So SecTor 2009 wrapped up the other day and again, like any conference I attend, a lot is learned. The event was success in my opinion, from the venue to the food to the keynotes and of course the sessions. Even the vendor area had some exciting things happening. So what did I learn? I am going to break it down buy the sessions I attended…
Opening Keynote: “The Frogs Who Desired A King: A Virtualization and Cloud Computing Security Fable Set To Interpretive Dance” – Christofer Hoff
Christofer Hoff has an amazing talent and breaking down complex subjects, simplifying them and driving home a message. Walking away from this session it is clear that could security will offer a set of new and familiar challenges in the security space. Christofer (aka @beaker on Twitter) broke down the differences between the *aases and where the responsibility for security differs in each. Infrastructure as a Service, or IaaS (think Amazon EC2) is much like running any other server in that it is your responsibility to harden it. From the point that the network traffic hits your server up through the application(s) you are solely responsible for the security of that server. No surprise there.

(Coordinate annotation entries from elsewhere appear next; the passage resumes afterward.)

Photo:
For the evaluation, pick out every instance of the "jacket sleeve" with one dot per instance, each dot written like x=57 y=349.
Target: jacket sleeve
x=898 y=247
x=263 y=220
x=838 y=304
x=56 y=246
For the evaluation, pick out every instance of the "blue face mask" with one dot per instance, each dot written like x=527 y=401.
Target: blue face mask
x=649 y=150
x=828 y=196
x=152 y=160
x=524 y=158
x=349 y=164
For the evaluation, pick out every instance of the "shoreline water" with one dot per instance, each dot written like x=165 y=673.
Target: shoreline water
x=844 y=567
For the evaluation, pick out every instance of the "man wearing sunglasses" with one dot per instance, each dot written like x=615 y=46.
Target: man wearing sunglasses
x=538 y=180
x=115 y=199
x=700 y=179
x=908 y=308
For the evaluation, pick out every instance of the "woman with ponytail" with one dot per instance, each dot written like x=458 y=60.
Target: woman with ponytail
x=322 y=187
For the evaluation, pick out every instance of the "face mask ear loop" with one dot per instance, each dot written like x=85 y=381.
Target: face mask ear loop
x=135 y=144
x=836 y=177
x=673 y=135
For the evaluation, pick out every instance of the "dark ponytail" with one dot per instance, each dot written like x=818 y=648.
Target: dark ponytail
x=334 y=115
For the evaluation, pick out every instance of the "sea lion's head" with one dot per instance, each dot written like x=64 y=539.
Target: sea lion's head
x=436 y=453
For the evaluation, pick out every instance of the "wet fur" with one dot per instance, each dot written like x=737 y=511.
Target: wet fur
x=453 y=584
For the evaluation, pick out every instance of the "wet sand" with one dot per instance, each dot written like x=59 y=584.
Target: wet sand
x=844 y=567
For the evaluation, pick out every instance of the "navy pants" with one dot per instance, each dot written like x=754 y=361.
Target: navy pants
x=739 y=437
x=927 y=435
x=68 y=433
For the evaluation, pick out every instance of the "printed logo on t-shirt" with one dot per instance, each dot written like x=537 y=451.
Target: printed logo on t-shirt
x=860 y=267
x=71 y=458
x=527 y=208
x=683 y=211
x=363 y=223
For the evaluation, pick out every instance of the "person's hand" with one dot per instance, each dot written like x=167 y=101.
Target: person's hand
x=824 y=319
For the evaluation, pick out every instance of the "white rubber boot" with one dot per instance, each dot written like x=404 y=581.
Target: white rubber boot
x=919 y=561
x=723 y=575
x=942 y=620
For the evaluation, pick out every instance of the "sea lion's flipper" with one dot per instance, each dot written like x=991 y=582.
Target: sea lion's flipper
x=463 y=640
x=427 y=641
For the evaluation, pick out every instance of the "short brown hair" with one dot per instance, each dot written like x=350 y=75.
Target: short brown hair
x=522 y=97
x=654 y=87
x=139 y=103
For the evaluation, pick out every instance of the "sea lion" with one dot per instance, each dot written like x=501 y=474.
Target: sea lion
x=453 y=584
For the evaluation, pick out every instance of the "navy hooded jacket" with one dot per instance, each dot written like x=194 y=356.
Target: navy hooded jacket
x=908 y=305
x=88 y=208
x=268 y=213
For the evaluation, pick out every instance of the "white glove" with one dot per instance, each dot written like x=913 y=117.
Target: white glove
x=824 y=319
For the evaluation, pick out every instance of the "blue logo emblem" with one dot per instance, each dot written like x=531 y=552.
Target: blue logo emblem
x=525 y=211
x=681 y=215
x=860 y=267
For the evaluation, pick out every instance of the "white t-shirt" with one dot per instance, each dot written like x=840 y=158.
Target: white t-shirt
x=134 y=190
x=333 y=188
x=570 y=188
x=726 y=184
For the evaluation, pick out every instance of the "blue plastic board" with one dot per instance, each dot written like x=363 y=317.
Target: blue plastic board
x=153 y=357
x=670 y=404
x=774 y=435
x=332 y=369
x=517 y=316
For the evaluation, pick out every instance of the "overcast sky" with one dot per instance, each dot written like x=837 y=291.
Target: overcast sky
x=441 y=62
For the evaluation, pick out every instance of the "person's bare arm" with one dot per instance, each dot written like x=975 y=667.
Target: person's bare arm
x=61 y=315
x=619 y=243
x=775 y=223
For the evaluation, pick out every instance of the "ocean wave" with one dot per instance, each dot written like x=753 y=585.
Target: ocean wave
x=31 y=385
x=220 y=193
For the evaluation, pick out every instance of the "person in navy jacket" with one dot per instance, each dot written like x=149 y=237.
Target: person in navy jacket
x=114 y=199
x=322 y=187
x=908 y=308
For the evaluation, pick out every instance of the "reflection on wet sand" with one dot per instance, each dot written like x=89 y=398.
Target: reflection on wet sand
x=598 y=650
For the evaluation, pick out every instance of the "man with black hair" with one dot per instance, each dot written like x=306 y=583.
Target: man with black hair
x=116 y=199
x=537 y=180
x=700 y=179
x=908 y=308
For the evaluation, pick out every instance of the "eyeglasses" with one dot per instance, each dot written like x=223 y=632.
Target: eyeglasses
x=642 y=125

It gets a little less clear with Platform as a Service, or PaaS (think Windows Azure) and Software as a Service, or SaaS (think Salesforce.com). In these instances your responsibility comes in at a different level and there is a level of trust that you must have in the provider. With PaaS services you are ultimately responsible for the security of the application and the data it is accessing and following SDL guidelines to ensure your application is secure is where your responsibility lies. You have to trust the provider that the infrastructure is secured properly. This trust becomes even more important with SaaS where the vendor is also providing the software.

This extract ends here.